A few years ago, I built a CMS for Dallas Theological Seminary that has served us pretty well. It has some features we really wanted, but to get them I had to hack up the ASP.NET 2.0 page life cycle to get it to work. With ASP.NET 4.0, a lot of what I did is much easier and can be done “normally” instead of with things that felt like hacks.
Project Requirements
Different projects require different kinds of CMS packages, but here were my requirements:
- Extensionless URLs (no .aspx on the end of URLs) – this was harder in ASP.NET 2.0, but in ASP.NET 4.0 especially on IIS7 this is much easier.
- Normal Masterpages – I don’t want a special, proprietary template engine. I just want to use normal ASP.NET features so that people can work on the site without learning an new language and use Visual Studio if they want.
- WebForms and *.ascx Controls – I love using MVC on certain projects, but for a site with lots of pages (DTS has around 1000 pages), I need to be able to use simple *.ascx controls. We have lots of pages with various repeaters and forms to fill out and using MVC controllers for each it too much to maintain. Personally I like <script runat=”server”> rather than codebehind or codebeside so we can keep a site agile.
- Not require <form runat=”server”> – A lot of pages with plain HTML or just a <asp:repeater> don’t need viewstate, so there is no need to have ASP.NET form on every page. The CMS is smart enough to wrap content in <form runat=”server”> if needed, but not otherwise.
- No takeover – The CMS can’t take over the entire site and not allow other normal ASP.NET functionality like pages (*.aspx) and handlers (*.ashx).
- In page editing – This isn’t really a requirement, but I like being able to edit a page in place rather than have to go to a separate admin area.
Click “edit” and then you go to:
- Page versioning – Of course we need to be able to rollback to a previous version. Nothing too complex, just a list of revisions with dates.
- XML or SQL – A nice CMS shouldn’t have to use SQL for a 10 pages site. For now, XML is the default.
- Permissions – We don’t need a complex workflow, but we need to be able to specify a role for super admin and a role for users who can be assigned edit access to special pages. It needs to work with ASP.NET Membership and Roles.

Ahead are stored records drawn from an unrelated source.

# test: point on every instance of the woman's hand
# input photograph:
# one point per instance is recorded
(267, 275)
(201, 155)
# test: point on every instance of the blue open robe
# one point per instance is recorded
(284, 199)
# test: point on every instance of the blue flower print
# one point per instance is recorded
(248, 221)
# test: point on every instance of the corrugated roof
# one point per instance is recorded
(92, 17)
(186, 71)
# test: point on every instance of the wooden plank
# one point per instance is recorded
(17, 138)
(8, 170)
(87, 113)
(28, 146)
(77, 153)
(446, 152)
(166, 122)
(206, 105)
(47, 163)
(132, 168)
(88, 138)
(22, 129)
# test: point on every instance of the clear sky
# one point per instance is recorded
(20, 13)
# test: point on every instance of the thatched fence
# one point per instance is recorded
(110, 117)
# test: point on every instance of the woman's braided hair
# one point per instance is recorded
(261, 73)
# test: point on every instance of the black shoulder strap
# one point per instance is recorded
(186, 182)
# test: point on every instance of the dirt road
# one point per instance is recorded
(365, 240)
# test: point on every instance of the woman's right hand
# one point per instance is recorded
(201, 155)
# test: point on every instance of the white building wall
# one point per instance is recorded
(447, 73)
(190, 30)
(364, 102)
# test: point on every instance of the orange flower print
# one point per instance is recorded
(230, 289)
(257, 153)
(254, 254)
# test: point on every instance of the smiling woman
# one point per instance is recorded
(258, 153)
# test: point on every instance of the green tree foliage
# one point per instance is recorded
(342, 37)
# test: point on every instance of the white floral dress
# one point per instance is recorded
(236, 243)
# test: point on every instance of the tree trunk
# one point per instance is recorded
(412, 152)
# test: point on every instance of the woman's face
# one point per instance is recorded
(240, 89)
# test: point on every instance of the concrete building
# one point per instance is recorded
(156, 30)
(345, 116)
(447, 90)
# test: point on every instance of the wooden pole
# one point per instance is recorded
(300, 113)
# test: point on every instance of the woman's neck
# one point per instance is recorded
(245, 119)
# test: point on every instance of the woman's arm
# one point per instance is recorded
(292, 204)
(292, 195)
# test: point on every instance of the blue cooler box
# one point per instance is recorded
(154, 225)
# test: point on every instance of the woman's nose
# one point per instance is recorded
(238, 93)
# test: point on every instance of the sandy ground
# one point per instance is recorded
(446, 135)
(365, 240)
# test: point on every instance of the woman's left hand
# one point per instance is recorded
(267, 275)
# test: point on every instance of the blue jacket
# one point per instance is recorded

- Redirects – A small feature, but we use a lot of vanity URLs in print advertisements that need to go somewhere else (www.dts.edu/thm -> www.dts.edu/admissions/degrees/thm)
- Complex URL handling – I also want to be able to create a page that has wildcard handling for all sub pages. For example, I want a page that lists a faculty (www.dts.edu/about/faculty) but can also handle and sub pages and show an individual faculty member (www.dts.edu/about/faculty/dbock). This also allows things like blogs or forums if someone wanted to make those.
Download Purple CMS 0.1
I’ve put up a very rough demo you can try out. The permissions, redirects, and “complex URL handling” are not yet finished in this build, but the main ability to use masterpages, controls, and edit pages with HTML is in the demo. It looks just like the default ASP.NET site and allows you to login and edit pages.
To use it, you’ll need Visual Studio .NET 2010 RC and .NET 4.0 RC. Just unzip the file, run the solution, and hit “Debug” or point your local IIS to the website folder and select “ASP.NET 4.0” it’s Application Pool.
Let me know what you think.
Hey JD,
Puple CMS looks cool, but….
I’m hoping you can help guide me. Since I’m a mac guy and I stay away from the evil microsoft empire :o), Would you happen to know of anyone who may be working on a CMS like Youversion that I can use 2 socialize scriptures. Think YouVersion meets UrbanDictionary.com. I’ll use ASP if I have to, but I’d much rather use PHP since I’m not really a programmer and have kinda learned my way around it a little bit out of necessity… and I keep all of my pages on a linux server.
Thanks in advance…
Chris, I don’t know of any packages like that. Sounds like fun though!
Hope this information will benefit many people.